Kang Donghe, Rübel Oliver, Byna Suren, Blanas Spyros
The Ohio State University.
Lawrence Berkeley National Laboratory.
Proc IPDPS (Conf). 2020 May;2020:906-915. doi: 10.1109/ipdps47924.2020.00097. Epub 2020 Jul 14.
Many applications are increasingly becoming I/O-bound. To improve scalability, analytical models of parallel I/O performance are often consulted to determine possible I/O optimizations. However, I/O performance modeling has predominantly focused on applications that directly issue I/O requests to a parallel file system or a local storage device. These I/O models are not directly usable by applications that access data through standardized I/O libraries, such as HDF5, FITS, and NetCDF, because a single I/O request to an object can trigger a cascade of I/O operations to different storage blocks.
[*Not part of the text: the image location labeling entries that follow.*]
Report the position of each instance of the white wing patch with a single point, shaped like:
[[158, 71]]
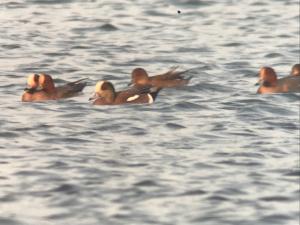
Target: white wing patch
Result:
[[150, 101], [132, 98]]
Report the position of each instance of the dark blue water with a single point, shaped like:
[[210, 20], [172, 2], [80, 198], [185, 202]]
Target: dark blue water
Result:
[[210, 153]]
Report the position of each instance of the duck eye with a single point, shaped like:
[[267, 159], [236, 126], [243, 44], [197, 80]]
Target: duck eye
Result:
[[105, 86]]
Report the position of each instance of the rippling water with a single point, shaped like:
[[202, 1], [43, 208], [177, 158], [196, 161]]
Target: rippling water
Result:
[[212, 152]]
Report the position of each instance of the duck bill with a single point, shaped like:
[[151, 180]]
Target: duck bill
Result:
[[259, 82], [30, 89]]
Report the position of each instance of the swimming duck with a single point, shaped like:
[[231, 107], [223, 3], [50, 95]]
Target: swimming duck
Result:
[[41, 87], [270, 84], [105, 94], [171, 78], [295, 70]]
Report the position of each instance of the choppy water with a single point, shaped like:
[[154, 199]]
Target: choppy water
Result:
[[213, 152]]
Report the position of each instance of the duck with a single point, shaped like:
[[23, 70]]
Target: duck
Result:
[[41, 88], [295, 70], [169, 79], [105, 94], [270, 84]]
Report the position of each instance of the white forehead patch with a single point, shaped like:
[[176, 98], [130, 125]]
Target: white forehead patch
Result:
[[132, 98], [99, 85], [151, 100], [30, 79]]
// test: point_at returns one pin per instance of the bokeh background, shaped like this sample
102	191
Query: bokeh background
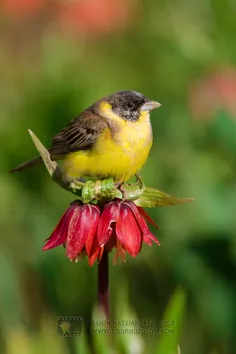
56	58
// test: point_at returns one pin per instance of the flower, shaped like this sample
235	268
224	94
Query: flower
213	93
88	229
22	8
96	16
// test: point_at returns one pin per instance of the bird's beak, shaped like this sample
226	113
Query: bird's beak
150	105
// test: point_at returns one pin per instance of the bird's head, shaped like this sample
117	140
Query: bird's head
128	105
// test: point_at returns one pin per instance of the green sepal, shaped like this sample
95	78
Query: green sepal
94	190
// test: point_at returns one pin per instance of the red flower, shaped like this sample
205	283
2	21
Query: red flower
88	229
22	8
213	93
96	16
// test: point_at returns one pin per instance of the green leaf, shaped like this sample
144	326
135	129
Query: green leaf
154	198
172	324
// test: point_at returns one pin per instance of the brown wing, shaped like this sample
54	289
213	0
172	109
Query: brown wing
80	134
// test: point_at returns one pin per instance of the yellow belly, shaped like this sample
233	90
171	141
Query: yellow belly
120	156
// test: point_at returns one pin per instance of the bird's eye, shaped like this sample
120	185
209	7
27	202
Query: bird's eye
130	105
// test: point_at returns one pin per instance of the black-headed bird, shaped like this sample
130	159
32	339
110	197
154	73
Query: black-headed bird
111	138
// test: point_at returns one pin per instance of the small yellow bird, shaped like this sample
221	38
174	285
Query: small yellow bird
111	138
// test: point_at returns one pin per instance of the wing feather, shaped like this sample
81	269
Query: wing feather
80	134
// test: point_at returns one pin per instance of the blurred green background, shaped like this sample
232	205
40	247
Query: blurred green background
58	57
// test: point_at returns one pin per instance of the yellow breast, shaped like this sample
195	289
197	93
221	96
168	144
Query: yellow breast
119	155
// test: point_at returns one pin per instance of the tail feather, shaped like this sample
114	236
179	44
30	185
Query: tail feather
31	163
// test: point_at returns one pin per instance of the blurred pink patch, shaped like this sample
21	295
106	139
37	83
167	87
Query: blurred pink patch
213	93
96	16
21	8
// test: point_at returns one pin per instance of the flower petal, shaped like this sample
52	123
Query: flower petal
142	224
91	244
109	216
147	217
147	240
78	231
59	234
127	231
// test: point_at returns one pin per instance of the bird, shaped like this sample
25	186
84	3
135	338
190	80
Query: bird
111	138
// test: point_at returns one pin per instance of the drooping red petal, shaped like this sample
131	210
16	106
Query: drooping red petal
147	240
59	234
91	244
120	253
109	216
78	231
111	242
147	217
127	231
142	224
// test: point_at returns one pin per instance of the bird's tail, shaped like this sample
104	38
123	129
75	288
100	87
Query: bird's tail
31	163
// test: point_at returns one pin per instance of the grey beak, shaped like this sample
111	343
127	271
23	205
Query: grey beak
150	105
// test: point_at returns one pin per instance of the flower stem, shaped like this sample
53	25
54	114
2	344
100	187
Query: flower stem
103	284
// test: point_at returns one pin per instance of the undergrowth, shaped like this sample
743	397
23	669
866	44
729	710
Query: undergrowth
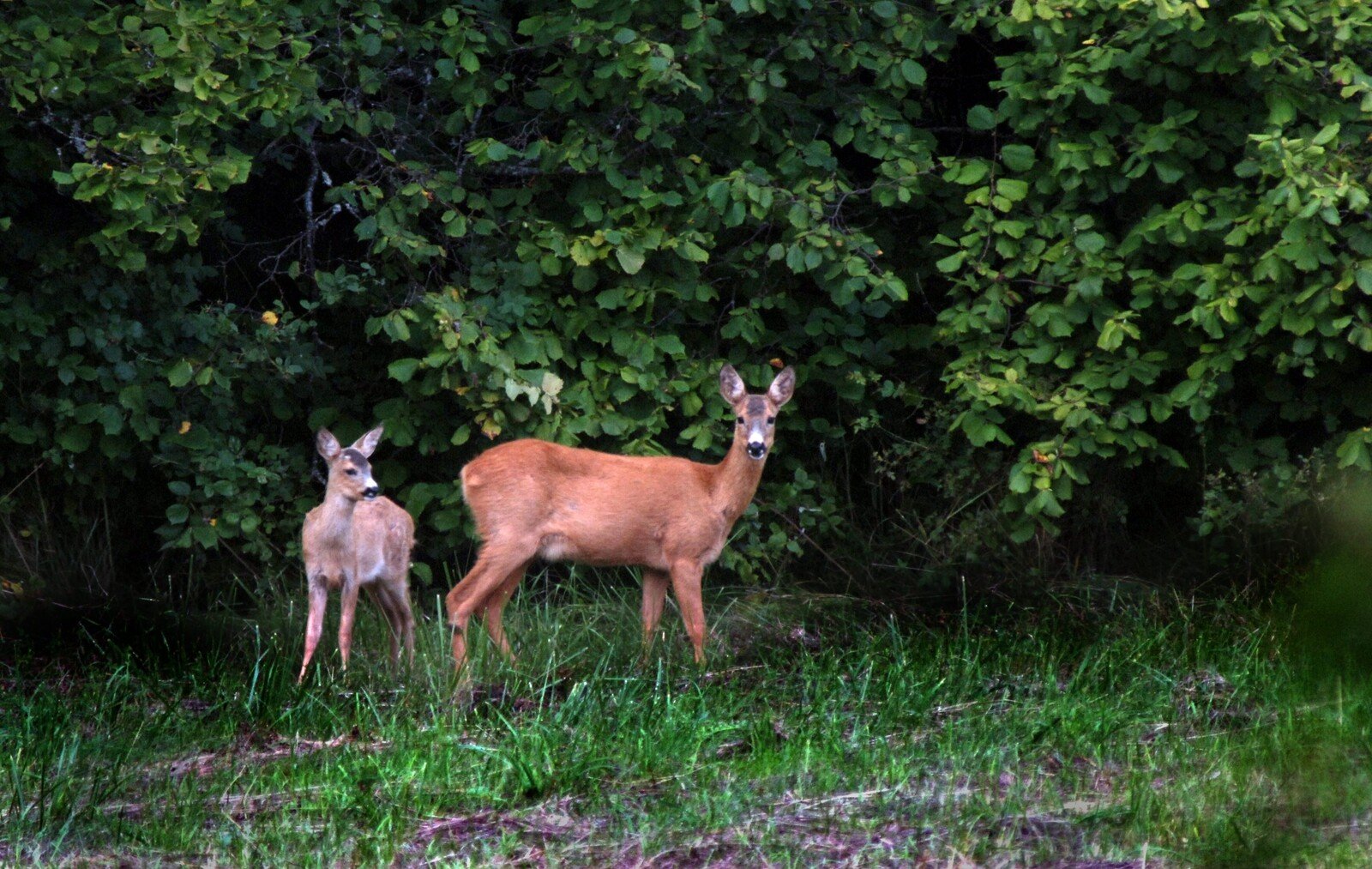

The I/O performance characteristics of applications that rely on these libraries is a complex function of the underlying data storage model, user-configurable parameters and object-level access patterns. As a consequence, I/O optimization is predominantly an ad-hoc process that is performed by application developers, who are often domain scientists with limited desire to delve into nuances of the storage hierarchy of modern computers. This paper presents an analytical cost model to predict the end-to-end execution time of applications that perform I/O through established array management libraries. The paper focuses on the HDF5 and Zarr array libraries, as examples of I/O libraries with radically different storage models: HDF5 stores every object in one file, while Zarr creates multiple files to store different objects. We find that accessing array objects via these I/O libraries introduces new overheads and optimizations. Specifically, in addition to I/O time, it is crucial to model the cost of transforming data to a particular storage layout (memory copy cost), as well as model the benefit of accessing a software cache. We evaluate the model on real applications that process observations (neuroscience) and simulation results (plasma physics). The evaluation on three HPC clusters reveals that I/O accounts for as little as 10% of the execution time in some cases, and hence models that only focus on I/O performance cannot accurately capture the performance of applications that use standard array storage libraries. In parallel experiments, our model correctly predicts the fastest storage library between HDF5 and Zarr 94% of the time, in contrast with 70% of the time for a cutting-edge I/O model.
许多应用程序越来越受I/O限制。为了提高可扩展性,人们常常参考并行I/O性能的分析模型来确定可能的I/O优化措施。然而,I/O性能建模主要集中在那些直接向并行文件系统或本地存储设备发出I/O请求的应用程序上。这些I/O模型不能被通过标准化I/O库(如HDF5、FITS和NetCDF)访问数据的应用程序直接使用,因为对一个对象的单个I/O请求可能会触发一系列到不同存储块的I/O操作。依赖这些库的应用程序的I/O性能特征是基础数据存储模型、用户可配置参数和对象级访问模式的复杂函数。因此,I/O优化主要是一个由应用程序开发人员执行的临时过程,而这些开发人员通常是领域科学家,他们对深入研究现代计算机存储层次结构的细微差别兴趣有限。本文提出了一个分析成本模型,用于预测通过既定数组管理库执行I/O的应用程序的端到端执行时间。本文重点关注HDF5和Zarr数组库,作为具有截然不同存储模型的I/O库的示例:HDF5将每个对象存储在一个文件中,而Zarr创建多个文件来存储不同的对象。我们发现,通过这些I/O库访问数组对象会引入新的开销和优化。具体而言,除了I/O时间外,对将数据转换为特定存储布局的成本(内存复制成本)进行建模以及对访问软件缓存的好处进行建模也至关重要。我们在处理观测数据(神经科学)和模拟结果(等离子体物理学)的实际应用程序上评估了该模型。在三个HPC集群上的评估表明,在某些情况下,I/O占执行时间的比例低至10%,因此仅关注I/O性能的模型无法准确捕捉使用标准数组存储库的应用程序的性能。在并行实验中,我们的模型在94%的时间内正确预测了HDF5和Zarr之间最快的存储库,相比之下,一个前沿I/O模型的预测准确率为70%。